Using birth control now? Here’s how this can affect your fertility down the road.
Women predominantly use birth control to avoid getting pregnant, but many of us also enjoy the side benefits that we get from birth control, such as: clearer skin, less painful cramps, and the ability to know exactly when our periods will come.
But here’s something that all women hoping to get pregnant in the future should know: using birth control masks potential fertility issues, and makes it harder for you to get pregnant down the road. In this blog post, we share three reasons why using birth control today is detrimental to your fertility in time to come. Read on to find out more!
#1: Using birth control masks fertility issues
If you’ve read our article 5 Physical Fertility Signs That Indicate You’ll Have An Easy Time Getting Pregnant, you’ll know that women who have regular cramps (that aren’t exceedingly painful) and average flows tend to get pregnant more easily.

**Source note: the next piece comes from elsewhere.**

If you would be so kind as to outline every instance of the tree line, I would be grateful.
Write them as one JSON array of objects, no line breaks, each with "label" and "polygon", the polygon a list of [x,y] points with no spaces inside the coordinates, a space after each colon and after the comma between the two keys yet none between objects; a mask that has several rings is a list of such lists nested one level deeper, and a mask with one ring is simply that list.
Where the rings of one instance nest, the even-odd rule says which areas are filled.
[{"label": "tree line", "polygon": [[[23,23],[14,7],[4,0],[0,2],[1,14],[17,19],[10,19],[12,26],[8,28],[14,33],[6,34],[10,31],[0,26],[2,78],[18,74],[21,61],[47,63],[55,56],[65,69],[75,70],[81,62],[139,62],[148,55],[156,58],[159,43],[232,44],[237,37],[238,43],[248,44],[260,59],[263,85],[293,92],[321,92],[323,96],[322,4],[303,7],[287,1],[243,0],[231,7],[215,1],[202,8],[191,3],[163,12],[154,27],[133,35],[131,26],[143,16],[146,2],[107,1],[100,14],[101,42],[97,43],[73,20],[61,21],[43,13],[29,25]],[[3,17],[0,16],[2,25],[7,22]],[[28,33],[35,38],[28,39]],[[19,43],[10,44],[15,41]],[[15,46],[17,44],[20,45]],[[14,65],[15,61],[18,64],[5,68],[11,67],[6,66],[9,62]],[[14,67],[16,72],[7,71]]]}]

For those using birth control, though, the above signs are no longer indicative of your fertility. Why is this the case? Well, birth control helps you “regulate” your period, and also makes your flow more manageable. Bearing this in mind, it might mask symptoms such as severe cramps, excessive bleeding, or irregular and absent periods, all of which might point to larger fertility problems such as polycystic ovarian syndrome (PCOS), endometriosis, and more.
#2: Using birth control reduces the antioxidants in your body
Antioxidants defend our cells from damage caused by free radicals; they don’t just aid our general well-being, but also help to boost ovarian health. If you’re hoping to have a child someday, you’ll want to ensure that your body has high levels of antioxidants, so that you’ve got a good chance of getting pregnant.
Unfortunately, several studies (including this study published in the Obstetrics and Gynecology International journal) show that women using the pill have lower levels of CoQ10 and other antioxidants. And according to this other study, suboptimal CoQ10 levels results in age-associated egg deficits, making it difficult for women to get pregnant.
#3: Using birth control makes your uterine lining thinner
According to this study published in the Obstetrics & Gynecology journal, long term use of birth control can potentially affect optimal endometrial growth. If you’ve only been taking the pill for a year or two, you’re off the hook, but if you’ve been doing so religiously for five years now, it’s likely that your uterine lining is thinner than normal.
How does this impact your fertility? Well, when your uterine lining is thin, this makes it more difficult to achieve implantation. This is true for both couples who are trying naturally and couples who are undergoing IVF – in fact, gynaes typically measure the thickness of an IVF patient’s uterine lining prior to the embryo transfer, and they will advise their patients to try and build up their lining before proceeding with the transfer if necessary.